A new research confirms that sponges were the first animals appeared on Earth

A sea sponge of the species Aplysina aerophoba
A sea sponge of the species Aplysina aerophoba

An article published in the journal “Proceedings of the National Academy of Sciences” describes a research that provides evidence that ancient sea sponges (photo ©Yoruno) were the first animals existed on Earth. A study led by Dr. David Gold of MIT (Massachusetts Institute of Technology) reached this conclusion by analyzing an unusual molecule found in 640 million years old rocks.

The paleontological research regarding life forms preceding the Cambrian explosion are particularly complex. Over time, scientists have found many fossils from that period, between 521 and 514 million years or so, but those from previous periods make it difficult to recognize their relation with organisms that lived later.

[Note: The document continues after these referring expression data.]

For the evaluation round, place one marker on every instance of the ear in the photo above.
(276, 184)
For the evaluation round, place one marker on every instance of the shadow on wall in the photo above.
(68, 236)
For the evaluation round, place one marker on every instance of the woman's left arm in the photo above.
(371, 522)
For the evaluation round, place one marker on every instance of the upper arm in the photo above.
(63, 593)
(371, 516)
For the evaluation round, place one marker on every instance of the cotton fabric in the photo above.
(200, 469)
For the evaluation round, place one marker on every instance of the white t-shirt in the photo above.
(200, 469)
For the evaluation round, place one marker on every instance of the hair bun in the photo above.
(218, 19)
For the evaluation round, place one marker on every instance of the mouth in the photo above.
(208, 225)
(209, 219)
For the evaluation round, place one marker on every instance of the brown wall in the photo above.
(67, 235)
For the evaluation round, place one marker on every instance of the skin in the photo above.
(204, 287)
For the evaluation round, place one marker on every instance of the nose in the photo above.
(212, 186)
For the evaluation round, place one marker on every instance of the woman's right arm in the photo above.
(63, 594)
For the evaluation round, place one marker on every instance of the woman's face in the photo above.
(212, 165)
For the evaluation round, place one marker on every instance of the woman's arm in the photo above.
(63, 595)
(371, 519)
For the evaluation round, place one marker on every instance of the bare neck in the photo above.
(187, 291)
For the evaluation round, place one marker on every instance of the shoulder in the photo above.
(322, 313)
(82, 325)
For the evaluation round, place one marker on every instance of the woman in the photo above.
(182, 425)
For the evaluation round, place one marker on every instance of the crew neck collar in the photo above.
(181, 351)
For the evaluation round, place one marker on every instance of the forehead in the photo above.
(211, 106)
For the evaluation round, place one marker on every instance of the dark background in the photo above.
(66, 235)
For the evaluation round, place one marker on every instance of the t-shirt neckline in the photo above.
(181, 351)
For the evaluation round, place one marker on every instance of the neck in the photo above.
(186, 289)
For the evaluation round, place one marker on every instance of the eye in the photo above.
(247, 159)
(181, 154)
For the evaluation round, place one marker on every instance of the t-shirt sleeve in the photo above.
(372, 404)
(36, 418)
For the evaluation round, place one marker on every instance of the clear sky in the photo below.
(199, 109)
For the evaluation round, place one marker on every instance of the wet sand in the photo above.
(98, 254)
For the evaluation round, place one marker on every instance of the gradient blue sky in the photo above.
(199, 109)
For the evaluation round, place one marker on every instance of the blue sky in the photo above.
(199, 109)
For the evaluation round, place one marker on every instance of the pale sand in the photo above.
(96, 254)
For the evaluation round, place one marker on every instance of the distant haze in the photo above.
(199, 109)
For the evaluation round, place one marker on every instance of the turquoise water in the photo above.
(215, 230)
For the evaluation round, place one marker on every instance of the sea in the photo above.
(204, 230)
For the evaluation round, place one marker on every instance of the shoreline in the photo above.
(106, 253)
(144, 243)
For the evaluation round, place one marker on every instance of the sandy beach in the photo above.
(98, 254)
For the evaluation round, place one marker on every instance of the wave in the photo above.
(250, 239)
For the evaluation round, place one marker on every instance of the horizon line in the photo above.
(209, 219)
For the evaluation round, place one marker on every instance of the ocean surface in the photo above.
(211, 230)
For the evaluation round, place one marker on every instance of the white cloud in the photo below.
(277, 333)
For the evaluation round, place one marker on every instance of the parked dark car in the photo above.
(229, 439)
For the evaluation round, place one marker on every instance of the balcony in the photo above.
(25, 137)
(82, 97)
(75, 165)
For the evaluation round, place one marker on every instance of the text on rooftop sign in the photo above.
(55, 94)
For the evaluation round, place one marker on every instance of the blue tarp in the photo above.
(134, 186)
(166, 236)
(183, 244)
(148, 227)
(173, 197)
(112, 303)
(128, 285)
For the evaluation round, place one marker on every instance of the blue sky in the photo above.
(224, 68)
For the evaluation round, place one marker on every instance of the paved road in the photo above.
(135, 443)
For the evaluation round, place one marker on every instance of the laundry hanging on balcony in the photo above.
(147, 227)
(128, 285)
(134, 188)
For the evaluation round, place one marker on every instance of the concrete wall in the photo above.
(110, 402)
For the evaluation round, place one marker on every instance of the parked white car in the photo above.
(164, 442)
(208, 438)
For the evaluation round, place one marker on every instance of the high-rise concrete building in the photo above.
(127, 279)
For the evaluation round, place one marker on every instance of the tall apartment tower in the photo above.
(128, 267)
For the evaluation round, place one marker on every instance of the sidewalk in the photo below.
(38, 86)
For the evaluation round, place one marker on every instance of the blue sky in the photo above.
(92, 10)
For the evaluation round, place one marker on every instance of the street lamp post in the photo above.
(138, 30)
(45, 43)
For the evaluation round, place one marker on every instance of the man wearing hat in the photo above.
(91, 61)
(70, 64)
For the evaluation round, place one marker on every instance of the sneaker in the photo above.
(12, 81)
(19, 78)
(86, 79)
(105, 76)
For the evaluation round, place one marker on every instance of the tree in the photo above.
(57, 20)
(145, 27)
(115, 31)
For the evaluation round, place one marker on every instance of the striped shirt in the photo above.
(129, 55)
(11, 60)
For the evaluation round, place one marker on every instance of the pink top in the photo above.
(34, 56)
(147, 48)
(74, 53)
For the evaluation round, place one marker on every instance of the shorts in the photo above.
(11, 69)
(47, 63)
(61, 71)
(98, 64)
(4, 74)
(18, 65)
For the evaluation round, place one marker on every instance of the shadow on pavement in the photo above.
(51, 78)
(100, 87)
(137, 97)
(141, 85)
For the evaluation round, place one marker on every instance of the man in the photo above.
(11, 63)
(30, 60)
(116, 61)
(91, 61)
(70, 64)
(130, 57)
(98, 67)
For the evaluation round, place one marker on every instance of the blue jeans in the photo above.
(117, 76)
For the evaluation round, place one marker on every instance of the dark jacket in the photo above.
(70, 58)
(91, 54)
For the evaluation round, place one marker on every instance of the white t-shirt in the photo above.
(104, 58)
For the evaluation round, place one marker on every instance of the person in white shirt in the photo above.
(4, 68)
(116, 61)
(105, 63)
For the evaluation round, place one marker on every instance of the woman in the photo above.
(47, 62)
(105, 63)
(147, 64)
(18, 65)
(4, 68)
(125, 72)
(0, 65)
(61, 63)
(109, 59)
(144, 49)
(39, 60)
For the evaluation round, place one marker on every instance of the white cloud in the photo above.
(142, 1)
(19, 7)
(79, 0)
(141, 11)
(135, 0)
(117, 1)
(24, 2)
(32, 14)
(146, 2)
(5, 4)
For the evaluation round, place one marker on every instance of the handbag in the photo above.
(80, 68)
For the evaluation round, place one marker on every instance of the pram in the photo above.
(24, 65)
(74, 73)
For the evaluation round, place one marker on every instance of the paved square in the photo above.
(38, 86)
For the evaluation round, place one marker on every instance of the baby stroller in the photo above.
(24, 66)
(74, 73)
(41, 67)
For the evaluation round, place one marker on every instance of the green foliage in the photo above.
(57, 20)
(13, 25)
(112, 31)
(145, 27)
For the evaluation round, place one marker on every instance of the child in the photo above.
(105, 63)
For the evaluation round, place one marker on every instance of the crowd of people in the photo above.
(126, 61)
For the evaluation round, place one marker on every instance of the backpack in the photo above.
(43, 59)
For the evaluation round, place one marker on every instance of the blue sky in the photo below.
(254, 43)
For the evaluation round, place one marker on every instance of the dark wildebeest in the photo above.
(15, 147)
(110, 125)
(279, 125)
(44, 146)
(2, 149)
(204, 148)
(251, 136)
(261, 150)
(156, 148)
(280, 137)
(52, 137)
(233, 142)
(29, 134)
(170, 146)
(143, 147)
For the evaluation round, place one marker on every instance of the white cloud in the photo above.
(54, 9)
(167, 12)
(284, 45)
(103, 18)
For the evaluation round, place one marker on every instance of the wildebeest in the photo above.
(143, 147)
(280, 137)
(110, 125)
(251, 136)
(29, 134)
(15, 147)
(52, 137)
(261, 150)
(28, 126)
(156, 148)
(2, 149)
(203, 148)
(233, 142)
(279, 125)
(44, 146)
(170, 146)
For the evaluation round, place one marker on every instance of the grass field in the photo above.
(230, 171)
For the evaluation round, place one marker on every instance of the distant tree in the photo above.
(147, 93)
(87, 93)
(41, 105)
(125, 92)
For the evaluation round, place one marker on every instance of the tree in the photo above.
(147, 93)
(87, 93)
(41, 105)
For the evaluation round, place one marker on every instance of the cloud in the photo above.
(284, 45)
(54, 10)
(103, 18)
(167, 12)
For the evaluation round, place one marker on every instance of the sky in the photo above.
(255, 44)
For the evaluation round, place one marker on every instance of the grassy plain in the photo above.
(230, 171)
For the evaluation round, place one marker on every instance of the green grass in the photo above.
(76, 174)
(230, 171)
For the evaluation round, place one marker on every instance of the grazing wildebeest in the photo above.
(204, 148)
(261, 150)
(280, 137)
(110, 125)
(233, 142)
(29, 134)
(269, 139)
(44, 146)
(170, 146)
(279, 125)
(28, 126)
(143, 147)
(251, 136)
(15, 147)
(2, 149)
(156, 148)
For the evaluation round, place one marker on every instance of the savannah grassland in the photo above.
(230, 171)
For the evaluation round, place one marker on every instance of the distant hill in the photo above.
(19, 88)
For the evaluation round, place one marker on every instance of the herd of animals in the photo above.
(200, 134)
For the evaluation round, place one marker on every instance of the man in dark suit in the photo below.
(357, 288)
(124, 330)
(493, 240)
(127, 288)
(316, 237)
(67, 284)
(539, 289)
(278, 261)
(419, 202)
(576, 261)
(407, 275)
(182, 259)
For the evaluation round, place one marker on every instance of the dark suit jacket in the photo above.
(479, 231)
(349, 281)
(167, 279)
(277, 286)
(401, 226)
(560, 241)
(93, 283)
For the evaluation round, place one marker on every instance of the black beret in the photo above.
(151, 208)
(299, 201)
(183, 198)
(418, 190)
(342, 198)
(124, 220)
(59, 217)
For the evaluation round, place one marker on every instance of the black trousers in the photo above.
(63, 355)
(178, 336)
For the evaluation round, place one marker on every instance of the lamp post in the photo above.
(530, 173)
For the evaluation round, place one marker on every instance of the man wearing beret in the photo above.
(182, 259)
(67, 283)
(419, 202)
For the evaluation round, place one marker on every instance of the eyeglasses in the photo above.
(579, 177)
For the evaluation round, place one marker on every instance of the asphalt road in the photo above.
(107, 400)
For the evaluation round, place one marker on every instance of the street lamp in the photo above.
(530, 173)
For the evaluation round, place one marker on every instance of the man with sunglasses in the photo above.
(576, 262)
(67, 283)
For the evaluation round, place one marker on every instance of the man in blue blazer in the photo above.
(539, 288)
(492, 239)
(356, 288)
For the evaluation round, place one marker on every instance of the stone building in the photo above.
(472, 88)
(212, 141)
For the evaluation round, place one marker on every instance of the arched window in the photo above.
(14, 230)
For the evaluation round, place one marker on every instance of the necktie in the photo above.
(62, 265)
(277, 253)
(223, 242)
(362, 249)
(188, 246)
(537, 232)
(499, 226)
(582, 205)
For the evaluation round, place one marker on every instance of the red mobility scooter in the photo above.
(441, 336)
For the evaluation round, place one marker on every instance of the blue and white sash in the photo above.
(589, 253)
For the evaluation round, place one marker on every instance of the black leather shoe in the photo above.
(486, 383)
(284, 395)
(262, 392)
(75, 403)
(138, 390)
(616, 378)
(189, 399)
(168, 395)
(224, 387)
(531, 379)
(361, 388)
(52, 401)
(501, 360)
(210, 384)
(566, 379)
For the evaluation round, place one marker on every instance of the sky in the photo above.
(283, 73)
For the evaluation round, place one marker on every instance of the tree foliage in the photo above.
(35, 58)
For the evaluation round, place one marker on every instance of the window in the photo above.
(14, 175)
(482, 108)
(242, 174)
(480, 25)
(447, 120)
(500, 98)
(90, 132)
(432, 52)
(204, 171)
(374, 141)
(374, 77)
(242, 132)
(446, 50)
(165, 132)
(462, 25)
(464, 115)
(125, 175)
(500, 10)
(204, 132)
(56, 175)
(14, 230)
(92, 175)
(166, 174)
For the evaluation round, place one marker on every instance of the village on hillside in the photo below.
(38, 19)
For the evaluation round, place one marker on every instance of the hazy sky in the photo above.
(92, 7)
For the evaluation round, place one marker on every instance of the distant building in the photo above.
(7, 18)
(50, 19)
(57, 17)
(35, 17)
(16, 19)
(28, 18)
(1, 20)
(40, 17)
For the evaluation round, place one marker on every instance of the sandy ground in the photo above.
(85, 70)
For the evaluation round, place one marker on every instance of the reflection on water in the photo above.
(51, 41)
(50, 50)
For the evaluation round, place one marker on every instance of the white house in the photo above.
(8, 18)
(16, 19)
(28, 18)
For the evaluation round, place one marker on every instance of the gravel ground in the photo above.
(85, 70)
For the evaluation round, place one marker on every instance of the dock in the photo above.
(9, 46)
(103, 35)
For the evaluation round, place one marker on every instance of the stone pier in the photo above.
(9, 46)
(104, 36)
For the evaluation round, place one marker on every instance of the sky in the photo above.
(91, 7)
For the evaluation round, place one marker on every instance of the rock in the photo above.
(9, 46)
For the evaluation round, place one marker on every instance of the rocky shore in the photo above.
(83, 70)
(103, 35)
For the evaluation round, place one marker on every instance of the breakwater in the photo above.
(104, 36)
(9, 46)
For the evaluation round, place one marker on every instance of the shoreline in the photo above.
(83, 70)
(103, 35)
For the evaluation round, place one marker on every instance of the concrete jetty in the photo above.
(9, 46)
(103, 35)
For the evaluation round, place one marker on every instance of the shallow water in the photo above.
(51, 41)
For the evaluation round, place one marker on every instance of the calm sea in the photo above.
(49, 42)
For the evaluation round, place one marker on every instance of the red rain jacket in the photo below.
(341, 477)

Dr. Gold, along with Professor Roger Summons, also of MIT, and other colleagues sought some answers through a different type of analysis. The team tried to reconstruct the history of the animals based on biochemical traces, by analyzing a molecule called 24-isopropylcholestane or simply 24-ipc, a modified version of cholesterol.

24-ipc was found in rocks dating from the Cambrian period and slightly older in 1994 and the presence of this molecule was confirmed in 640 million years old rock samples collected in Oman. These biochemical traces could represent the oldest evidence of animal life so Dr. Gold’s team tried to track down the type of organisms that generated them.

The first step in the study was to identify the gene that produces 24-ipc. At that point, the scientists looked for the organisms that possess that gene. The final step was to verify how the gene evolved in those organisms.

The gene was identified by comparing the DNA from 30 different organisms including plants, fungi, algae and sea sponges. The scientists discovered a gene called sterol methyltransferase (SMT), which produces certain types of sterols according to the number of existing copies in an organism. Various species of sea sponges and algae that produce 24-ipc have an extra copy of SMT compared to their closest relatives.

Further comparisons have allowed the reconstruction of relations and the evolution of that gene to understand when it duplicated. In the resulting evolutionary tree, sea sponges evolved an extra copy of the SMT gene long before algae, about 640 million years ago, the age of the rocks in which fossils traces of 24-ipc were found.

This is an important evidence that simple sea sponges existed 640 million years ago. The hypothesis that those were the first animals appeared on Earth is not new, the results of this study are a confirmation. These sponges over time diversified to form the phylum Porifera. We don’t know how they looked because the fossil traces from that era are really limited. Sophisticated studies on fossil traces of ancient molecules may help us understand more about those primitive life forms.